Every day during the wood heat season, even if we plan to use the hot water heater, we fill our big kettle and put it on the stove. It might be moved minutes later for the tea kettle, or a frying pan, but when those short term needs are met, the big kettle goes back on. From it, we’ll have several gallons of hot water if and when it’s needed. If not, it sits through the night, slowly releasing its heat to the room until the next morning’s fire.
Hot water creates the base line. Beyond that, many of our meals, especially lunches, can be prepared on a warm woodstove. If we need it hot, we can always throw on a few more sticks of wood and heat it up in a hurry. Wet clothing can be dried above it as needed.

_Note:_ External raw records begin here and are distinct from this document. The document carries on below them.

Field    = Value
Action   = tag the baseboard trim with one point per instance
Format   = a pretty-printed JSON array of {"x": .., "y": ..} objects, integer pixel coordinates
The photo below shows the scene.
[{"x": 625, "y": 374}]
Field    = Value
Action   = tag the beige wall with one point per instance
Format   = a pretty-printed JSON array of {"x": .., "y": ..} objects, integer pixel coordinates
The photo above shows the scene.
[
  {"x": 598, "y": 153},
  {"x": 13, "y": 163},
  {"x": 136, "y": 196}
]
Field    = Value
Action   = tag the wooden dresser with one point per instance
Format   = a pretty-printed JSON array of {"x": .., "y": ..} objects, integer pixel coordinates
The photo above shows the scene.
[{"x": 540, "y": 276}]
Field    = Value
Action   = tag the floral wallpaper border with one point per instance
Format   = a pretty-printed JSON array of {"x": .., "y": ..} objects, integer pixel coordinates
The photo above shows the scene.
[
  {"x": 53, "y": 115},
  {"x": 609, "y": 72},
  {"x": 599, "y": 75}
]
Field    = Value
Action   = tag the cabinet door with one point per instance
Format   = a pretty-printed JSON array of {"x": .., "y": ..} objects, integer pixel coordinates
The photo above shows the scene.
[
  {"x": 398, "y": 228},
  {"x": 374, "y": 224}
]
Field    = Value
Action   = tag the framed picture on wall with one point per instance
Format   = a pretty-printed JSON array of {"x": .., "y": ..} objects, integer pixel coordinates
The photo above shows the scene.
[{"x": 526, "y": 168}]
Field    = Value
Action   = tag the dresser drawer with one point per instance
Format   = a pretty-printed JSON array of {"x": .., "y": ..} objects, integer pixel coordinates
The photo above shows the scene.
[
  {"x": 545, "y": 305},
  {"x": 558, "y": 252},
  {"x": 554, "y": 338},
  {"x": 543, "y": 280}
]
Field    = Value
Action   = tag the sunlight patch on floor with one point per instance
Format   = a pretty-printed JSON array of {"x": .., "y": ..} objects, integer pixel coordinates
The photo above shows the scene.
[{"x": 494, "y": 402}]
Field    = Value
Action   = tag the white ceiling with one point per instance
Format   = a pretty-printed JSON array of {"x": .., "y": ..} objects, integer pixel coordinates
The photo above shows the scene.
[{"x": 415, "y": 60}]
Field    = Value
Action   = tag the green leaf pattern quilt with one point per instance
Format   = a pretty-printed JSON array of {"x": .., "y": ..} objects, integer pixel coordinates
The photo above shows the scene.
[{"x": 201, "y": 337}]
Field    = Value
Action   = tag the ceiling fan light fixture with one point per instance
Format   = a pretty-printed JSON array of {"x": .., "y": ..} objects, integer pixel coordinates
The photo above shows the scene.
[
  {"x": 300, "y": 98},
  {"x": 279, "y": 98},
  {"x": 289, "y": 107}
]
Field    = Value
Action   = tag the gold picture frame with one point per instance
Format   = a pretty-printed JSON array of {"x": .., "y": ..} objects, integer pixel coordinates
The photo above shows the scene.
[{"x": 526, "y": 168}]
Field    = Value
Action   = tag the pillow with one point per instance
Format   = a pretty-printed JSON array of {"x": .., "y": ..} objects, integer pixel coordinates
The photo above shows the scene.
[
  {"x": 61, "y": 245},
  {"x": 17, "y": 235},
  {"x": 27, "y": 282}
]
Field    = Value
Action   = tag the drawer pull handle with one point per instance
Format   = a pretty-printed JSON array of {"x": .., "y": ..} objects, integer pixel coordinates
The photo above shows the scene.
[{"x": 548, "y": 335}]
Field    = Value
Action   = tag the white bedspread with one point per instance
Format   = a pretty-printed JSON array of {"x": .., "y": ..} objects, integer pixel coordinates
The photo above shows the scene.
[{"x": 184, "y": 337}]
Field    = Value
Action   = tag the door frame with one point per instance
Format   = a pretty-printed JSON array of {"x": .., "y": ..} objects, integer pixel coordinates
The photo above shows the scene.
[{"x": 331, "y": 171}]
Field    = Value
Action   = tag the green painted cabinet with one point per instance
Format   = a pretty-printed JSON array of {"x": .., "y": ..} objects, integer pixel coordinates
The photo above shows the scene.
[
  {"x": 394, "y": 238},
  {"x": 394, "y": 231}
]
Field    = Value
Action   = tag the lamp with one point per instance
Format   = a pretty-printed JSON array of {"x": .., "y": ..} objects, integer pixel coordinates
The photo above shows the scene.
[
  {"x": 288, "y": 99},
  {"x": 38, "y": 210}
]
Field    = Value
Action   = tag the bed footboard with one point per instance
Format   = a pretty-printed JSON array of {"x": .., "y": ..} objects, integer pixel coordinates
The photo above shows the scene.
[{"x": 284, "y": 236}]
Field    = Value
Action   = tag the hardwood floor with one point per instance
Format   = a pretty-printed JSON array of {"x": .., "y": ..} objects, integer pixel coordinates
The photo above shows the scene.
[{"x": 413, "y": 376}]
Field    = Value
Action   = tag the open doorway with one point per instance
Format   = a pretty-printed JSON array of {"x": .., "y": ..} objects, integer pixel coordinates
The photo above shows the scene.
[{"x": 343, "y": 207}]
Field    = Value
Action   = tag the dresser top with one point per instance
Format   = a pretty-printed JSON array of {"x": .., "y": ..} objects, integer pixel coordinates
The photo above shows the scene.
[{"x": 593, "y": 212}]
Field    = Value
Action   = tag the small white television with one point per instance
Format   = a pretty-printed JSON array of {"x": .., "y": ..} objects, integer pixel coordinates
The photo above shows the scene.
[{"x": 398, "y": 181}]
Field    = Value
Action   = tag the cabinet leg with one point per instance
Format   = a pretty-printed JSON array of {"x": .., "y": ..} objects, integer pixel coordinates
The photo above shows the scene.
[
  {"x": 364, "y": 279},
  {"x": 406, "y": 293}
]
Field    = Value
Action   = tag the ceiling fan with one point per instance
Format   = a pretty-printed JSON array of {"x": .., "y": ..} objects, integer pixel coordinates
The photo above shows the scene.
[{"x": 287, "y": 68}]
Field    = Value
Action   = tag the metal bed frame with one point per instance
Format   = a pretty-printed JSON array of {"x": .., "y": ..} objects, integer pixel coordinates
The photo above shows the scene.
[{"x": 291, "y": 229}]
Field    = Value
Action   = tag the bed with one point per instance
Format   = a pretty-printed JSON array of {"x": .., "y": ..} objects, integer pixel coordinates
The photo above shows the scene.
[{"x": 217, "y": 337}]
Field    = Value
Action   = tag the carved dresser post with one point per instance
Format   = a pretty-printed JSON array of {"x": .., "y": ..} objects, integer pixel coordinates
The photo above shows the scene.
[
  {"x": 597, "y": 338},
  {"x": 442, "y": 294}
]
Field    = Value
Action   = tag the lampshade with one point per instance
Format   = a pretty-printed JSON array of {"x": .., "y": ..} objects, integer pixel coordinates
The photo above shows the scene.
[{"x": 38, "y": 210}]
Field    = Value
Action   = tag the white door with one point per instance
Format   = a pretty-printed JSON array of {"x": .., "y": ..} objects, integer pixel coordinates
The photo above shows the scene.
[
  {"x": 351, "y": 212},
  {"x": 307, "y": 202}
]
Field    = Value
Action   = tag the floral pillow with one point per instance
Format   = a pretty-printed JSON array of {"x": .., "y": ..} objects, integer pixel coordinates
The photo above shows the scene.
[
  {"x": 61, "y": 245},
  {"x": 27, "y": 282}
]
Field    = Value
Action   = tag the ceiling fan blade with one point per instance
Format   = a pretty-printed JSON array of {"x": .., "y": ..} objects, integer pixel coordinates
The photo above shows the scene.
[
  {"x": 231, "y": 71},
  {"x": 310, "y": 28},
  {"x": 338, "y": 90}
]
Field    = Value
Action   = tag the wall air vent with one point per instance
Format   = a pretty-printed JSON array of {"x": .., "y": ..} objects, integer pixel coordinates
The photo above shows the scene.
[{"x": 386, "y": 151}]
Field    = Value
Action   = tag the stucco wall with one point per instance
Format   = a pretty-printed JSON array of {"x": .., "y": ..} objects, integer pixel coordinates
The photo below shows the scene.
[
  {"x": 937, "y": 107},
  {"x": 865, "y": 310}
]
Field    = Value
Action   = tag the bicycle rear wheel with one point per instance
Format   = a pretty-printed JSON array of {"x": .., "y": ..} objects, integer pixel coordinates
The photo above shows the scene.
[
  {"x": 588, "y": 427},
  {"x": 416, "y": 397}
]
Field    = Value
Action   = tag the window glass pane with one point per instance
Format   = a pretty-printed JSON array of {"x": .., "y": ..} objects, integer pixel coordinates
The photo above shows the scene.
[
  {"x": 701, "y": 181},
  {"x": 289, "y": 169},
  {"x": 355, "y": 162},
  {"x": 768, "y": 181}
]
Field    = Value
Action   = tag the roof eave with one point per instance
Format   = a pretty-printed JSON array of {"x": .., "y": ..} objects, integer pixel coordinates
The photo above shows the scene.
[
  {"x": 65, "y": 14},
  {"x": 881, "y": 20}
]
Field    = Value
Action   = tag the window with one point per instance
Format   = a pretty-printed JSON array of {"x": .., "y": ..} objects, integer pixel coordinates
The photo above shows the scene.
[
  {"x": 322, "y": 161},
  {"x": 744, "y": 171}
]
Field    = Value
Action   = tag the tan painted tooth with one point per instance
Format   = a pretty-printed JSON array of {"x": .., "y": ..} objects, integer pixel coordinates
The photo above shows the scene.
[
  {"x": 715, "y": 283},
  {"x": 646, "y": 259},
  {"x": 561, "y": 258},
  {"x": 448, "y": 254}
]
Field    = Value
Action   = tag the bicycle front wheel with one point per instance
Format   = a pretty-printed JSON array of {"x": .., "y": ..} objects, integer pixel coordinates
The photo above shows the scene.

I know that it won’t be long before I’ll hardly think about a fire. We always have the propane stove. I may begrudge using the gas right now, meditating on the cost and the inconvenience of hauling the heavy bottles from the road, but before long we’ll be relieved to be able to cook without the cabin becoming unbearably warm. As I work toward filling the wood shed for next winter, I will appreciate losing the attrition of daily fires. During the summer, the cabin itself is often warmed to uncomfortable temperatures (for us) by the sun. The only real issue becomes the paper trash accumulation, which helps start our fires in the winter. A little bit gets used starting the hot water heater, but not enough. We generally end up burning trash on the beach a few times from late spring through early autumn.
Continuing my wine and soda making will recquire adjustment, but I imagine I can handle most of the hot water needs for those projects with the Kelly kettle. We’ll no doubt use the hot water heater more often, which will give us a chance to clean up the yards of broken branches and other wood scrap that inevitably accumulates. As for the paper trash, we’re realizing that it can be composted well, so our excess will be converted to garden soil this summer.